Grassley did not address whether the fact that national polls consistently find Trump losing to Democrat Joe Biden should be interpreted as sign of ambiguity. He also did not address whether Trump losing the popular vote in 2016 — Clinton received 2.87 million more votes than Trump — means the president’s judgment regarding a lifetime appointment to the Supreme Court may not be the same as a majority of Americans.
Speaking to Fox News on Monday morning, Trump offered a blunter assessment of what the difference between 2016 and 2020 than Grassley did.
“Obama did not have the Senate,” Trump said. “When you have the Senate, you can sort of do what you want.”

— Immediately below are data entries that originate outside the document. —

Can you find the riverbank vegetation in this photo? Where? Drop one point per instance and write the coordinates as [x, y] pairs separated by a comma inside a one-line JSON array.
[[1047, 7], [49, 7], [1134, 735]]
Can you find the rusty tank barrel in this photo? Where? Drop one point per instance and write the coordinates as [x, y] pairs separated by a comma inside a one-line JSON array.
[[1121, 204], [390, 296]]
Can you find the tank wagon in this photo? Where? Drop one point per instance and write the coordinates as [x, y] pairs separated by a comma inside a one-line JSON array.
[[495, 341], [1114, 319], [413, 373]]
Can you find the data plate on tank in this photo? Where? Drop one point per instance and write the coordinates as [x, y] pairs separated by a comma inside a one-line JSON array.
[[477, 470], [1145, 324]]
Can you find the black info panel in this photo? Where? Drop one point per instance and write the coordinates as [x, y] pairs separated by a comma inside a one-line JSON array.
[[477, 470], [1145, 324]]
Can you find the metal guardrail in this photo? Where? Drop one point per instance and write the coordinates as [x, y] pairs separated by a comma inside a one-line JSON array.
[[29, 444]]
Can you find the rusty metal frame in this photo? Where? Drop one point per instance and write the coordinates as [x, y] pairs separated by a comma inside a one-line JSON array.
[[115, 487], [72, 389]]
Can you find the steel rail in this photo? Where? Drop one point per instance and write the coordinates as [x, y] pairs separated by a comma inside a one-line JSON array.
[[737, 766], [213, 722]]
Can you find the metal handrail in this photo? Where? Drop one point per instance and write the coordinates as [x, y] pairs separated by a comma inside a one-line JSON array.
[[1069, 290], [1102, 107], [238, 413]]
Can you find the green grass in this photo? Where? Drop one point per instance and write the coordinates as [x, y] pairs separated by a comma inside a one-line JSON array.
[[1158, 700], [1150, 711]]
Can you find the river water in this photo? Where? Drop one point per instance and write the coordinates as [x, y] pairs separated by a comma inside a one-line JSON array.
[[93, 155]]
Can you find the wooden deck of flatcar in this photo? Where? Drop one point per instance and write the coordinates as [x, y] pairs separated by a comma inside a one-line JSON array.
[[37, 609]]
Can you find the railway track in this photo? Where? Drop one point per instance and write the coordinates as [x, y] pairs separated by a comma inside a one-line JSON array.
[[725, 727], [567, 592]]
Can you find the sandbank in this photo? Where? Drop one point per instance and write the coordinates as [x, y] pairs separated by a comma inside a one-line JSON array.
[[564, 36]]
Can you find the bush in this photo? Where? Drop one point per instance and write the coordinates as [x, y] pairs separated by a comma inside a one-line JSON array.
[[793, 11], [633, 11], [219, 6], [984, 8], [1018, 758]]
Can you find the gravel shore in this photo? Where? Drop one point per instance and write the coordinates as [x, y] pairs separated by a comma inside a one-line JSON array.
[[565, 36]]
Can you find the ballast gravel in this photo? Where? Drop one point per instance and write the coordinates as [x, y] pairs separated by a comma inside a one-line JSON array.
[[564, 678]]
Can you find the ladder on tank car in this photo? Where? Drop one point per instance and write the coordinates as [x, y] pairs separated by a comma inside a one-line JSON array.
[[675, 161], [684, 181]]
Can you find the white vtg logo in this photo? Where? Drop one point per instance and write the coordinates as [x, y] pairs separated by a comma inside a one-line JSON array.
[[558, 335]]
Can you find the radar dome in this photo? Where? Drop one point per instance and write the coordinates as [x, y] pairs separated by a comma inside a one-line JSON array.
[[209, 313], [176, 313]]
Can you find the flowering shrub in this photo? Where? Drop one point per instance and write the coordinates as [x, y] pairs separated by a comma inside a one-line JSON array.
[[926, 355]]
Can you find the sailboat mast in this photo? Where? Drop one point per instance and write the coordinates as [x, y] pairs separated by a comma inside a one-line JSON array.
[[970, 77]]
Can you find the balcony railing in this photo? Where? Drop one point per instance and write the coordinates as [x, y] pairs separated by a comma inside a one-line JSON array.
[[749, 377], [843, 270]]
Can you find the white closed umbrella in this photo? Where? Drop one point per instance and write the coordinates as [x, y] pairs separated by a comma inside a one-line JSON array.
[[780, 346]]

Grassley suggested in his statement that despite being the most senior member of the Republican majority in the Senate (and therefore Senate president pro tempore and third in the line of succession for the presidency), the decision to move forward with the nomination is beyond his influence.
Grassley said his position has always been that “taking up and evaluating a nominee in 2020 would be a decision for the current chairman of the Judiciary Committee and the Senate Majority Leader. Both have confirmed their intentions to move forward, so that’s what will happen. Once the hearings are underway, it’s my responsibility to evaluate the nominee on the merits, just as I always have.”
Sen. Joni Ernst also put out a statement on Monday afternoon regarding Trump’s plan to have the Senate vote on a Supreme Court nominee before the Nov. 3 election. Like Grassley, Ernst portrayed herself an essentially someone with little power over the process.
We have much to consider over the coming days. The Supreme Court plays a fundamental role in the defense of our Constitution and in the protection of our rights and liberties. Once the president puts forward his nominee for the Supreme Court, I will carry out my duty — as a member of the Senate Judiciary Committee — to evaluate the nominee for our nation’s highest court.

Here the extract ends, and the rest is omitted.